Chronic obstructive pulmonary disease (COPD) is a complex and heterogeneous disease that lacks of optimal therapeutic approach. COPD is the third world cause of death according to the Global Burden of Diseases data and also causes a wide use of resources in health, suffering, and disability1. Its importance has been highlighted by various international organizations linked to health, and consequently, guidelines for diagnosis and treatment have been generated for both specialists and general practitioners2.
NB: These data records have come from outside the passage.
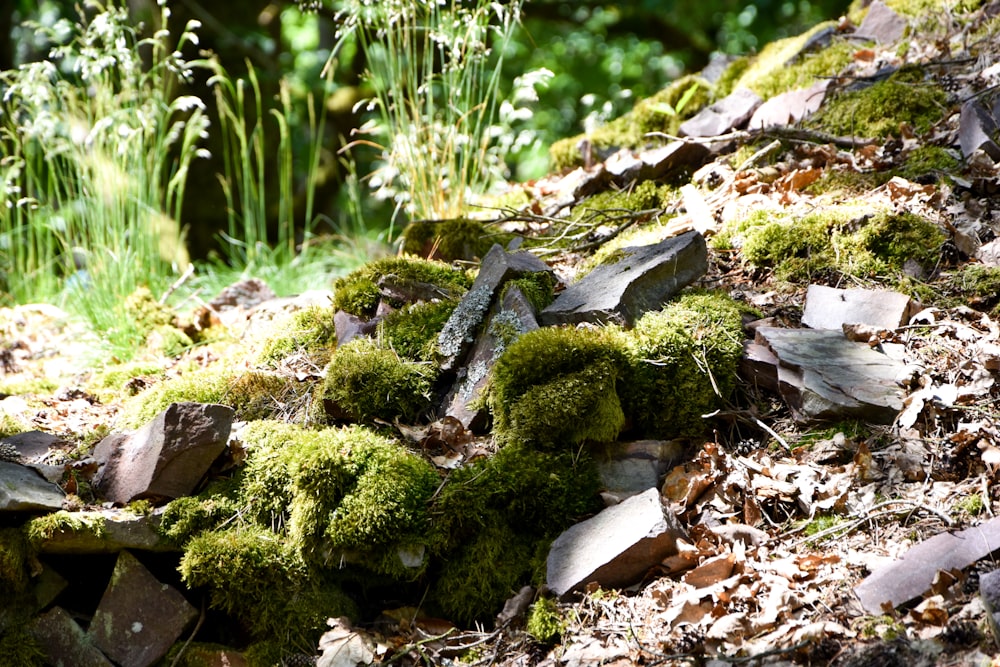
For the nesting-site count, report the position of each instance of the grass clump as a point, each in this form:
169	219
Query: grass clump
365	381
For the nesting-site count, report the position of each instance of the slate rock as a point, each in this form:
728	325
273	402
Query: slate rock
497	267
63	641
139	618
726	115
979	129
881	24
616	547
822	375
167	457
24	490
511	318
831	308
642	280
913	574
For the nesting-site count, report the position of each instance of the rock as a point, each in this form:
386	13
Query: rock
822	375
630	468
616	547
977	127
831	308
726	115
511	318
913	574
789	108
24	490
167	457
64	642
881	24
499	266
642	280
108	532
139	618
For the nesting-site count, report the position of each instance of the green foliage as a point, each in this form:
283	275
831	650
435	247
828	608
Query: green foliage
881	109
412	331
258	580
358	292
365	381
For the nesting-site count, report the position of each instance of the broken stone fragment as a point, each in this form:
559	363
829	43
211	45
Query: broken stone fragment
616	547
167	457
499	266
139	618
24	490
642	280
831	308
822	375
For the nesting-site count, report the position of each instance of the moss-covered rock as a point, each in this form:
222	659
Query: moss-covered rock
365	381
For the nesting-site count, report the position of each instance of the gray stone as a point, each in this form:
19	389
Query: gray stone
726	115
629	468
643	280
499	266
831	308
24	490
822	375
108	532
139	618
167	457
881	24
616	547
64	642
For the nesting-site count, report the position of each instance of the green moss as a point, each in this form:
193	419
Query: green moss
879	110
358	292
309	331
365	381
450	240
545	622
258	580
412	331
684	361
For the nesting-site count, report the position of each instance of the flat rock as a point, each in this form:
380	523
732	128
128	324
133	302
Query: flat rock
24	490
499	266
912	575
167	457
118	530
616	547
822	375
139	618
64	642
726	115
881	24
831	308
642	280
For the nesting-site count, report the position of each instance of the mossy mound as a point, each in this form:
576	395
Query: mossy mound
358	292
366	381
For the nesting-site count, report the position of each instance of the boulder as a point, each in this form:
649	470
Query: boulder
63	641
616	547
642	280
139	618
167	457
24	490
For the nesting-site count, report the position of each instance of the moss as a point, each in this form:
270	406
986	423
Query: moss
309	331
533	391
358	292
19	649
412	331
684	361
545	622
450	240
365	381
258	580
879	110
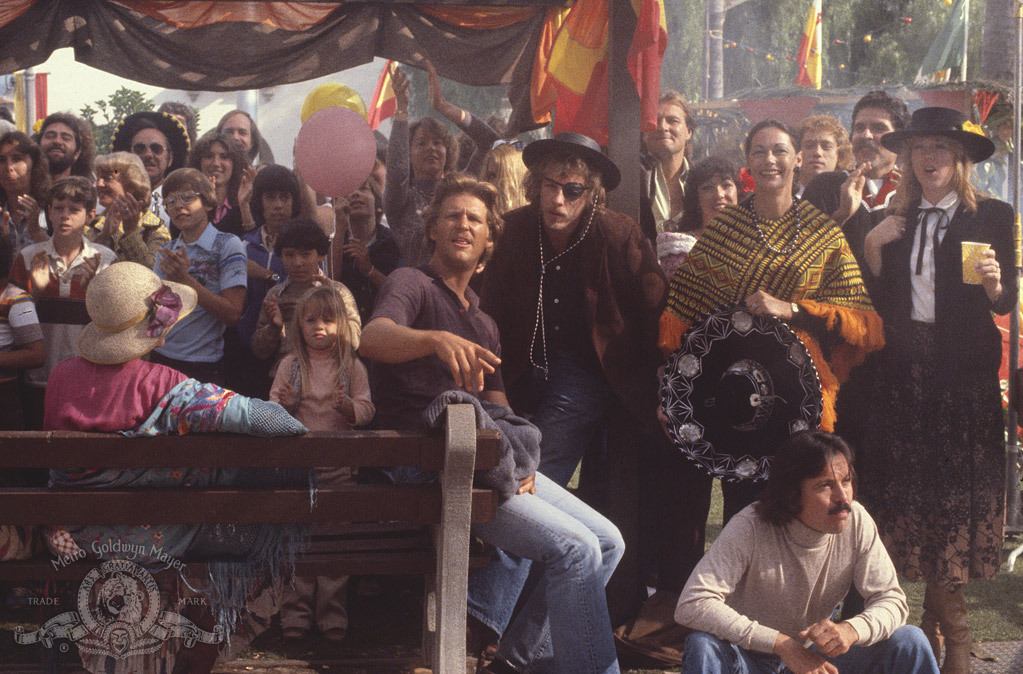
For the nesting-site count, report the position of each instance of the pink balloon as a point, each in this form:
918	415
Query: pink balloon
335	151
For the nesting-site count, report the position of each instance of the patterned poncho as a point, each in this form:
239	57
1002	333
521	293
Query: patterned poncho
730	262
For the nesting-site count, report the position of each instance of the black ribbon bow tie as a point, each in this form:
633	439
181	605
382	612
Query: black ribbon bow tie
942	224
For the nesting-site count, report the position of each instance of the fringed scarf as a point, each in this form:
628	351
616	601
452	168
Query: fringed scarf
267	551
730	262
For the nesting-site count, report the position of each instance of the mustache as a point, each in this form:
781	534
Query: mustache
839	507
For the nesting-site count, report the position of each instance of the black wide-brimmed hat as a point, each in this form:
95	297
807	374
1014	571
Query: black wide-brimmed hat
738	387
169	125
575	143
942	122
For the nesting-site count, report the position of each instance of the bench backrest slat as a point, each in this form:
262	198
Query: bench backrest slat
412	503
353	448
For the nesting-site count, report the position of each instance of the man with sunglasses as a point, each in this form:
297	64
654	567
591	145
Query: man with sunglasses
161	141
575	289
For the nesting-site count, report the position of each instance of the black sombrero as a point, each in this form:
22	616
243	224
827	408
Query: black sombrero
575	143
739	386
169	125
942	122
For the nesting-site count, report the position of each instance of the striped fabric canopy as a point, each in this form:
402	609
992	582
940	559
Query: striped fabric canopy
230	45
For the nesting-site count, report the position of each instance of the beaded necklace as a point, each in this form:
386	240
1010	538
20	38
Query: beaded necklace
539	326
762	237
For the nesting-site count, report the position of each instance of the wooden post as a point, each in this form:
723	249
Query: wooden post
623	148
623	110
448	600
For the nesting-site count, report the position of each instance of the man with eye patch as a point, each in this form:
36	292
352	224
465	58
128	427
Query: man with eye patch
161	141
576	291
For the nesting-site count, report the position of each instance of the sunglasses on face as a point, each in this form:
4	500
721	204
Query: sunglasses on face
518	144
156	148
572	190
184	198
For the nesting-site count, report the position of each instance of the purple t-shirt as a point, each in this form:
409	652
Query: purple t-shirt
418	299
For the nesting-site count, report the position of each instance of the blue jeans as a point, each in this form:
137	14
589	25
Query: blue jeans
572	413
573	406
563	625
906	652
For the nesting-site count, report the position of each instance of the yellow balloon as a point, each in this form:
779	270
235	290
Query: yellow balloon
331	94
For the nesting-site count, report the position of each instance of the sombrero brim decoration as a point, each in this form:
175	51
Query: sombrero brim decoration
739	385
169	125
942	122
575	143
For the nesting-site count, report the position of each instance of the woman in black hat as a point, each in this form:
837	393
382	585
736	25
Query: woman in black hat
938	496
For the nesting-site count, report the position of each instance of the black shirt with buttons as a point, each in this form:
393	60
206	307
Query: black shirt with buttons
564	309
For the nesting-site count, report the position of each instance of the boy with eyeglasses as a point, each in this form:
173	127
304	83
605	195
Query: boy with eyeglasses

This special issue of the Revista de Investigación Clínica –Clinical and Translational Investigation– addresses several relevant topics related to COPD, starting with the most important recognized cause: smoking, and accordingly the first preventable cause of death. The central theme is the standard treatment to help smokers quit smoking, which is the most important preventive strategy to avoid deterioration of patients with COPD. Another related topic addressed in the issue is the use of electronic cigarettes and similar devices that generate nicotine fumes without combustion and the great concern for public health as they initiate into nicotine addiction with attractive devices to young people of which a relevant proportion can pass to smoke normal cigarettes.
Both nicotine addiction and the susceptibility to develop COPD, have genetic factors that are analyzed in detail in another article of this issue clarifying the interactions between environmental and genetic factors, with data applicable to large populations and in particular to Mexico. Two current controversies in COPD are also part of the number: the diagnostic criteria for COPD, which vary considerably and the impact of mild COPD and in particular the impact of various radiological and functional alterations in smokers without obstruction. Smokers may have altered lung function and radiological emphysema, but without spirometric obstruction, and this has been a controversial issue since the 1970s, as it indicates by the development of tests capable of identifying early smokers who will develop COPD.
Finally, smoking is not the only cause of COPD. In developing countries and mainly in rural areas, domestic exposure to biomass smoke generates bronchial alterations and obstruction, but with differential clinical and functional characteristics of the smoking-associated COPD, that need to be specified and emphasized for clinicians.
Public health measures are required, primarily the fight against smoking and toxic exposures such as air pollution and occupational exposures to reduce the problem of COPD. In a next step, the bulk of patients should be diagnosed and followed in primary care, which is the subject of another article. Moreover, only the most severe patients or those with comorbidities should get specialized attention. This staged scheme should be applied to COPD, and other chronic diseases since most of the relevant risk factors are shared and would benefit from general measures such as reducing smoking and pollution, regular exercise, and eating a healthy diet.